自動車分野でもARが広がりそうだ。採用が進むHUDと運転支援向けカメラを組み合わせることで、ARを実現できる。2017年を皮切りに採用が進む見込みである。大手車載部品メーカーを中心に開発競争が加速している。その最前線を追った。
経路案内の矢印や人の飛び出しを警告するイラストなどを、車両前方の風景に重ねて表示する「クルマのAR」─。車載カメラの普及を追い風に、ARに対応したヘッドアップディスプレー(HUD)の本格的な採用が2017年に始まる。運転中の安全性や利便性を高められるからである。自動運転技術の進化に合わせて、2020年ごろから一気に採用が広がる見込みだ(図1)。そのため、大手車載部品メーカーによる開発競争が激化している。

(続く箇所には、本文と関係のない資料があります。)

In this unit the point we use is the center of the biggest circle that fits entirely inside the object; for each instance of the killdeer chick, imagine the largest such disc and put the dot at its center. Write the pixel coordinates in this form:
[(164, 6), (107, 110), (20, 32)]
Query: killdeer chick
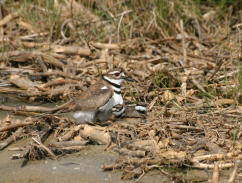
[(129, 111), (96, 102)]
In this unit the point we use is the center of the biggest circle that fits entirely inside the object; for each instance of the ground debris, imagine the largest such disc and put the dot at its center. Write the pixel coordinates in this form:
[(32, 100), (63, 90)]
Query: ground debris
[(187, 74)]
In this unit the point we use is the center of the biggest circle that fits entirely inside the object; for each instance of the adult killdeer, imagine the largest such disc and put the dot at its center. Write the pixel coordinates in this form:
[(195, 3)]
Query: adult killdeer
[(96, 102)]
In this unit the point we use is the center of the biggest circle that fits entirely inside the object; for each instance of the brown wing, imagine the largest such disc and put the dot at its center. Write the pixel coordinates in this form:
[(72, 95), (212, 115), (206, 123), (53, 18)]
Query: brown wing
[(93, 98)]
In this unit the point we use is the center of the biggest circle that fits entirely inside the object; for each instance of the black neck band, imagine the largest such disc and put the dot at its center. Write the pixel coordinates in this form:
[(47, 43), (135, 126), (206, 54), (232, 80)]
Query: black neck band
[(114, 84), (118, 92)]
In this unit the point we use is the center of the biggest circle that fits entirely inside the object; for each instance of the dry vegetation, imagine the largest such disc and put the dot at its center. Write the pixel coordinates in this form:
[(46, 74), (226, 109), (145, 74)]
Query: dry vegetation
[(185, 55)]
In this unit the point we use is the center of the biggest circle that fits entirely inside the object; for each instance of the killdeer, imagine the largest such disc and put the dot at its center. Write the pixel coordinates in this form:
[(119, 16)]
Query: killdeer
[(96, 102)]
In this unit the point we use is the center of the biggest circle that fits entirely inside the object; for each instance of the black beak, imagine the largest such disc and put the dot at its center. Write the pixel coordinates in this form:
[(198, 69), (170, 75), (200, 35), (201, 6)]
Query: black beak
[(129, 79)]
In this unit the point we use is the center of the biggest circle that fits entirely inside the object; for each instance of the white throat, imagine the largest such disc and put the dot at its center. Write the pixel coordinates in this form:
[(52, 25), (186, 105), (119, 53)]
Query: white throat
[(115, 81)]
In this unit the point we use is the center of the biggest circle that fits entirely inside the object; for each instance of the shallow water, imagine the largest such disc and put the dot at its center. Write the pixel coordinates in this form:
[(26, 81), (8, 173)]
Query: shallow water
[(84, 166)]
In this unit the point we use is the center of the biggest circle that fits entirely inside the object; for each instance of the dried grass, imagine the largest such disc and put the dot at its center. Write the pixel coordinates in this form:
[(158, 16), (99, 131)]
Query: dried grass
[(186, 59)]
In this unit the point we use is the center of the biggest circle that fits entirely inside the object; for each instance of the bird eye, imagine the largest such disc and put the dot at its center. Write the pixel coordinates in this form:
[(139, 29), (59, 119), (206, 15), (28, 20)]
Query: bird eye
[(117, 74)]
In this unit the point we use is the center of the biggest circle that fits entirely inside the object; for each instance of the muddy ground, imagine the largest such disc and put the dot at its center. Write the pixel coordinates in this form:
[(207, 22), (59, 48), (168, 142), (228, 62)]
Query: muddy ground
[(185, 57)]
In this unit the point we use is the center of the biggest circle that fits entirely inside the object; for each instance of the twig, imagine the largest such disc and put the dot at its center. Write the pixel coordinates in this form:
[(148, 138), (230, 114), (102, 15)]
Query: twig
[(16, 126), (215, 177), (16, 135), (234, 172), (52, 155)]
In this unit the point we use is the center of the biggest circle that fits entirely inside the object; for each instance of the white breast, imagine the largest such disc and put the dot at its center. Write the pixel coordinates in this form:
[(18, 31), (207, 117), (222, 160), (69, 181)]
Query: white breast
[(116, 99), (83, 117)]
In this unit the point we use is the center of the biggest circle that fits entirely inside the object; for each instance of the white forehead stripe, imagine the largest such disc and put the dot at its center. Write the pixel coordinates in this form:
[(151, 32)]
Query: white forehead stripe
[(104, 88), (115, 81), (118, 113), (140, 108), (114, 72)]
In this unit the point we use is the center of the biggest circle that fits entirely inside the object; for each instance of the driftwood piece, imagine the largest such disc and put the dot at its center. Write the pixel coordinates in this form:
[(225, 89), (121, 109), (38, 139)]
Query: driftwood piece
[(52, 155), (69, 143), (16, 125), (96, 135), (234, 172), (126, 152), (215, 177), (71, 50), (35, 108), (73, 131), (16, 135), (8, 18), (22, 82)]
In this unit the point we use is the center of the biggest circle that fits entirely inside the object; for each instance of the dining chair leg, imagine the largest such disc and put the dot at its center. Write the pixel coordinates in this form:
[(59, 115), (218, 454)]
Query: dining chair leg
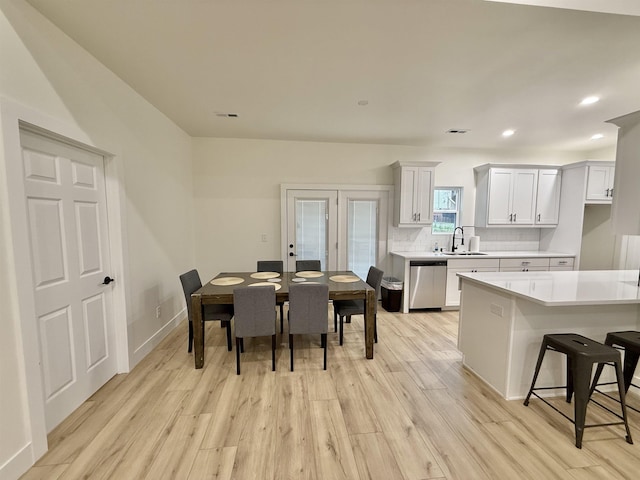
[(273, 353), (291, 349), (238, 348), (281, 318), (324, 342), (229, 341)]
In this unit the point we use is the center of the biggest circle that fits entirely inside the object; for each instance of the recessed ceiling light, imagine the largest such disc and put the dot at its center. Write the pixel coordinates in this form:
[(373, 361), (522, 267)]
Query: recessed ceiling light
[(457, 130), (589, 100)]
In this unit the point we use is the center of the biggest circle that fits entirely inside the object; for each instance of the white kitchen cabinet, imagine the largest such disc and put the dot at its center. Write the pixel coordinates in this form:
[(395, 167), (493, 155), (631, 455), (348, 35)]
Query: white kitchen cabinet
[(548, 197), (533, 264), (452, 295), (413, 182), (559, 264), (517, 196), (599, 184)]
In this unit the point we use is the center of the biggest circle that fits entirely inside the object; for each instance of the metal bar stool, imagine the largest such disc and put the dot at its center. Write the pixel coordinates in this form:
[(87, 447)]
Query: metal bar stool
[(629, 342), (582, 353)]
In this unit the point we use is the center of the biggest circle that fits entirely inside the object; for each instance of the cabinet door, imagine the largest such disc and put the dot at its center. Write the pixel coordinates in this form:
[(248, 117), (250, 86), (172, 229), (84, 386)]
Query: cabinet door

自動車メーカーも準備を急ぐ。例えばドイツBMW社は2016年に、ARを積極的に活用したコンセプト車を発表した。見えにくい場所から接近する自転車に重ねて、注意を喚起するイラストを映す。さらに、自転車が動くのに追従してイラストを動かすことも提案する。日本メーカーではトヨタ自動車やマツダが安全性の向上に着目して、ARを採用する検討を始めた。